The People's Budget is a new campaign supported by the PB Unit, Church Action on Poverty, New Start, Joseph Rowntree Charitable Trust and Urban Forum. We want to see people up and down the country having a real say over how money is spent in their communities and we think PB is a great way to do this. We are taking the Prime Minister at his word and we're offering him a fantastic solution to achieve his aims!
Wouldn't you like to have real control over how money is spent where you live? Participatory Budget is a fantastic antidote to the constant trickle of consultation over policy matters that have little relevance to people's lives. It's real, practical and meaningful. It gives people a say without requiring them to take over a service just to have a say over how it's delivered.
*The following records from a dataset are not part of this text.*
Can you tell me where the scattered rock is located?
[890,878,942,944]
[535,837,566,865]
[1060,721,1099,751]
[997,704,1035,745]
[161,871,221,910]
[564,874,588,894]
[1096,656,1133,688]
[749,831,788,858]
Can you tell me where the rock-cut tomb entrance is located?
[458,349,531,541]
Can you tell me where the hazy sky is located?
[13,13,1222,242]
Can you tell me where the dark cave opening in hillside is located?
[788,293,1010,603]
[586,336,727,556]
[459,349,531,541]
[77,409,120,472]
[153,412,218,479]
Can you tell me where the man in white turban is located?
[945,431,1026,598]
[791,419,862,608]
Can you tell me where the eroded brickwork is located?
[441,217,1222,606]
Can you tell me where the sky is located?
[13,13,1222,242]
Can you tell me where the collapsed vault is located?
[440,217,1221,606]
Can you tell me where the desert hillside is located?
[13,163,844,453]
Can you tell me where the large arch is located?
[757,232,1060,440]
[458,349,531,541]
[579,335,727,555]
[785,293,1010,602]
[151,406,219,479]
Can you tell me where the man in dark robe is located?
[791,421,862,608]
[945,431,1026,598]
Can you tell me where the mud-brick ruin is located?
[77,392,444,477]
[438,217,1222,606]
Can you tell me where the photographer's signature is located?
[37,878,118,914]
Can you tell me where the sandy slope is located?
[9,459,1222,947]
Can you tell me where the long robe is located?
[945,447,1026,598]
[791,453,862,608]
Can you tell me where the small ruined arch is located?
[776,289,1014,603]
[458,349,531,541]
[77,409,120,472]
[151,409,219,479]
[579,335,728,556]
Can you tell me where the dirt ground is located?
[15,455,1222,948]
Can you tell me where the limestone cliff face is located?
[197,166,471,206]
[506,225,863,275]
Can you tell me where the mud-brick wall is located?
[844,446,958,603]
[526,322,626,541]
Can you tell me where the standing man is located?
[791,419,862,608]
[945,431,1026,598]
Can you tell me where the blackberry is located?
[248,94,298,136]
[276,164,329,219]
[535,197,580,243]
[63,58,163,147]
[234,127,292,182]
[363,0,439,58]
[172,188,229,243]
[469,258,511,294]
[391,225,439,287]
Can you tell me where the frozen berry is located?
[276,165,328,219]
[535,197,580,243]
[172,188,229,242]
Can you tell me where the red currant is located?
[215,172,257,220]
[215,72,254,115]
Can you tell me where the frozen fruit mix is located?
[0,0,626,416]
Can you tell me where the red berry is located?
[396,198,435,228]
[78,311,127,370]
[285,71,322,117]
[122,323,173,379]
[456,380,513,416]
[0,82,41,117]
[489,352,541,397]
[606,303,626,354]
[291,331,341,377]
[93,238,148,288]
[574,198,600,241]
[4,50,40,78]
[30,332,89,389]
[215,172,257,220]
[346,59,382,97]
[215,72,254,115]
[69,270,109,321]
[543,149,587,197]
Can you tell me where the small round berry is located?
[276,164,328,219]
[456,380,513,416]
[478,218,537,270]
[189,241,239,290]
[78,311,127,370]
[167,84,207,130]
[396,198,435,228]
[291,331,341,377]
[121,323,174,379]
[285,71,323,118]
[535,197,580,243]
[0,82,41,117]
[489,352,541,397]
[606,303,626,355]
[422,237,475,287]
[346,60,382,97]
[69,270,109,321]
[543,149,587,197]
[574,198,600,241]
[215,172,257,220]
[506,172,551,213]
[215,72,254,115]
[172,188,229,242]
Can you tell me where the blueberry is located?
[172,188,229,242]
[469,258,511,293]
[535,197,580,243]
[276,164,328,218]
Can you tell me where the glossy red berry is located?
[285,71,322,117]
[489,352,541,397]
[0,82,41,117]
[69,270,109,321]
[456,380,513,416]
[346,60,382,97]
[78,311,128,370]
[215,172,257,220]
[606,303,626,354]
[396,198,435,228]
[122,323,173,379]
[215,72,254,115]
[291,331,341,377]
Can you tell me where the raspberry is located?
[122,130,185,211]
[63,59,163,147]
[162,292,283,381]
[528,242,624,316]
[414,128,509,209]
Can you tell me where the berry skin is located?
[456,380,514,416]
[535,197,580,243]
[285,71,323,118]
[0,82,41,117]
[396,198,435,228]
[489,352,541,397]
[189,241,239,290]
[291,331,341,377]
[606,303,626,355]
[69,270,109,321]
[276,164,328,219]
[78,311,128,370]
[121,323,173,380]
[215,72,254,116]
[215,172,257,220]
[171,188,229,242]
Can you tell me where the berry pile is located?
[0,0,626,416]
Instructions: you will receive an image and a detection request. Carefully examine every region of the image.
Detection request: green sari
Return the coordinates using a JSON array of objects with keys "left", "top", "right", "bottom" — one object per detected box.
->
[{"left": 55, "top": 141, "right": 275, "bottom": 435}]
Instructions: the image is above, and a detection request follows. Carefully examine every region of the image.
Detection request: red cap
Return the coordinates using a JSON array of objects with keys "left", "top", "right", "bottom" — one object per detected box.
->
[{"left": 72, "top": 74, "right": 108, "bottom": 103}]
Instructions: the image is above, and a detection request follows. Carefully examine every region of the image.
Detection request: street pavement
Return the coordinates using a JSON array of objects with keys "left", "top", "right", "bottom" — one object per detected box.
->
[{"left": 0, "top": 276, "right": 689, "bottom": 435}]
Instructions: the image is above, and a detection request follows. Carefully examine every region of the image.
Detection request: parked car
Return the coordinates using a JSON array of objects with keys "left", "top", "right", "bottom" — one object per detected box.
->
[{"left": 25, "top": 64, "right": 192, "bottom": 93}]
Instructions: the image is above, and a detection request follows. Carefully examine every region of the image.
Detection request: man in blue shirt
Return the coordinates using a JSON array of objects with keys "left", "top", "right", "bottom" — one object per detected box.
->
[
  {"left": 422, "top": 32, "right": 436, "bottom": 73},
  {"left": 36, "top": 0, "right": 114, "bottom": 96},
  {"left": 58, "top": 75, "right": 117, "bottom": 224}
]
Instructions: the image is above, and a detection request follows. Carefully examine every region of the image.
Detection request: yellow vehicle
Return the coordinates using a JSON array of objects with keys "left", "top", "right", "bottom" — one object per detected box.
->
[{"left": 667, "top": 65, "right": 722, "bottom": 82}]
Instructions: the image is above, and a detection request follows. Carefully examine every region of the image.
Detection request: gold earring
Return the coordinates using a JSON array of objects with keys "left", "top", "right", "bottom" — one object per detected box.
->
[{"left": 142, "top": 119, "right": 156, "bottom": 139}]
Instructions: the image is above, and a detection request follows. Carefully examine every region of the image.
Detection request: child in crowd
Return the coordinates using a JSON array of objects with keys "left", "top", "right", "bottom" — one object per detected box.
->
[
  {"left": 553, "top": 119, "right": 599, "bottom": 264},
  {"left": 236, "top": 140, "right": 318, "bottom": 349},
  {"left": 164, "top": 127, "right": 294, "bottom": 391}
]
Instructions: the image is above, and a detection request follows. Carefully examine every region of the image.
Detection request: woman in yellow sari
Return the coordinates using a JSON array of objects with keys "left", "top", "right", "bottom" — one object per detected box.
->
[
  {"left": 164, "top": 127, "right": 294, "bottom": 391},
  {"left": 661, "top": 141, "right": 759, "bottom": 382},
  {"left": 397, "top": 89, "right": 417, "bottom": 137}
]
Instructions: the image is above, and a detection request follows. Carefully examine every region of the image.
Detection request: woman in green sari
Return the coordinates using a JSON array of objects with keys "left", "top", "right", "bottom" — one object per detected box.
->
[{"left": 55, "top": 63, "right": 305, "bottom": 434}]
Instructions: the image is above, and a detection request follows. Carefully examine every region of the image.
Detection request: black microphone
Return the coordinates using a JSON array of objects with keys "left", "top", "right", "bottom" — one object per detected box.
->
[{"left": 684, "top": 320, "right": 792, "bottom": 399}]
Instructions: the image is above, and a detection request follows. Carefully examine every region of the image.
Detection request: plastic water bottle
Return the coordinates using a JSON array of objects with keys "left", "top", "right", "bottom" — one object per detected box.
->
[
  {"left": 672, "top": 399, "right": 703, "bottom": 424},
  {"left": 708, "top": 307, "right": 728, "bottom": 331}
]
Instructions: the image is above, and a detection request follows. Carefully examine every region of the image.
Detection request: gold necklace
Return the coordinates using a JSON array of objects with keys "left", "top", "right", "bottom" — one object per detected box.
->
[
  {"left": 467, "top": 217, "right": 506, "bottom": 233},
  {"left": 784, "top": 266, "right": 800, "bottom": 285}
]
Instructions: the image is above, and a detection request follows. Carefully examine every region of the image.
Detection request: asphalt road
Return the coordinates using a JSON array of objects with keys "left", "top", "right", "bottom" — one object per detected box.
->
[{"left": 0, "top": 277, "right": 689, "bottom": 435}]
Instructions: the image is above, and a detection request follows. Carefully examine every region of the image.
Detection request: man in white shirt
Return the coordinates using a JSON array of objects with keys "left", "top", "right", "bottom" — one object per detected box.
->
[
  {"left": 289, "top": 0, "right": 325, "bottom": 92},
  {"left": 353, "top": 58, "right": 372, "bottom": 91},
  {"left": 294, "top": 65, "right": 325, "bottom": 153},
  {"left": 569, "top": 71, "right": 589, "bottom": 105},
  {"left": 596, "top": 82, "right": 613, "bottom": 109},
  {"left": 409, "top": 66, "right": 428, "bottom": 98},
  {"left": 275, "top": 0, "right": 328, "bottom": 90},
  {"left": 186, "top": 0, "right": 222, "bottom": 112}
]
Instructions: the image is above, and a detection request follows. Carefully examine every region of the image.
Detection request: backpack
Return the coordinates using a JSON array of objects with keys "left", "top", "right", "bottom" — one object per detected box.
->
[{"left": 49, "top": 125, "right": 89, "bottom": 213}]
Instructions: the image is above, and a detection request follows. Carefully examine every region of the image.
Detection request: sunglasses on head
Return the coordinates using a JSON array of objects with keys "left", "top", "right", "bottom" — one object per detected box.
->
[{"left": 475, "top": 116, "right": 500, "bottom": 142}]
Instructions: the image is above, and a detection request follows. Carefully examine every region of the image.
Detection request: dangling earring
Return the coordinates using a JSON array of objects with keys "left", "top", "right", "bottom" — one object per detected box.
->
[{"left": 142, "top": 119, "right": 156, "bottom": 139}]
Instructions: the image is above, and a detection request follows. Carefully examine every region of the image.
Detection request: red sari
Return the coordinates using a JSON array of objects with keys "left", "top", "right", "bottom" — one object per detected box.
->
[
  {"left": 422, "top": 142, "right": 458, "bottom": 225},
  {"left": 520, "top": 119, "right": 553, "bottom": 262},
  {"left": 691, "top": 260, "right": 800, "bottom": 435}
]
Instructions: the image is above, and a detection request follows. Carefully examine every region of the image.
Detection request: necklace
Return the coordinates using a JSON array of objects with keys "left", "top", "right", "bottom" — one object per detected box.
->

Just a few years ago PB seemed to have come of age. Propelled into the mainstream public policy by the then Secretary for Communities and Local Government, Hazel Blears, local authorities across the country ran PB exercises of their own. The government even published a national PB strategy setting out its ambition of PB being used in every local authority in the land by 2012. Whilst central government may have gone sadly quiet on this, we think it's an aim worth hanging on to! [Why is it that on the rare occasions when government produces something that is ambitious and meaningful it is too quickly forgotten and abandoned? Remember Firm Foundations?]
As local authorities grabble with the incredible pressures of budget cuts and increased demand, what better way to ensure that public money is responsive to local priorities? We have around 14 months till the end of 2012....surely there's still time to help the government achieve its long forgotten ambition to bring PB to every community in the country?